The Freelancers’ Union ultimately serves three purposes: allowing freelancers (of all varieties) to function as a community and network, forming groups to find lower priced insurance and to advocate freelancers’ needs to policymakers.
Wow. That’s a mouthful. What you might really want to know, as a freelancer, is what can this group do for me, and what would I need to do in exchange? I’m speaking from the point of view as someone who’s joined up, tempted by the free membership and promise of cheap insurance, both of which are given.
The Freelancers’ Union is free to join, which is nice for all us freelancers’ on a tight budget. Affiliation with the organization actually gets you a number of perks (although some are far easier to get if you live in New York, where the union was founded): the ability to purchase cheaper insurance, a listing in the Freelancers’ Yellow Pages, access to the forums, discounts at certain stores and educational opportunities.
You’ll have to take it upon yourself to be active, though. All those forums and other opportunities require some involvement on your part to be useful. The cost here is simply your time. I think it’s worth it, but do you?
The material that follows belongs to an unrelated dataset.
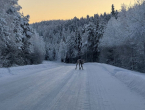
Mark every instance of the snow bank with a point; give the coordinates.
(28, 69)
(134, 80)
The insurance holds the big allure here — it’s almost impossible for a freelancer to get decent insurance without indenturing the first-born. But I think the Freelancers’ Union’s ability to act as an advocate is extremely important. The number of freelancers keeps growing, as the idea of any number of professions needing to be tied to a desk to work decays. Our needs must be represented to the government, if they are to be met.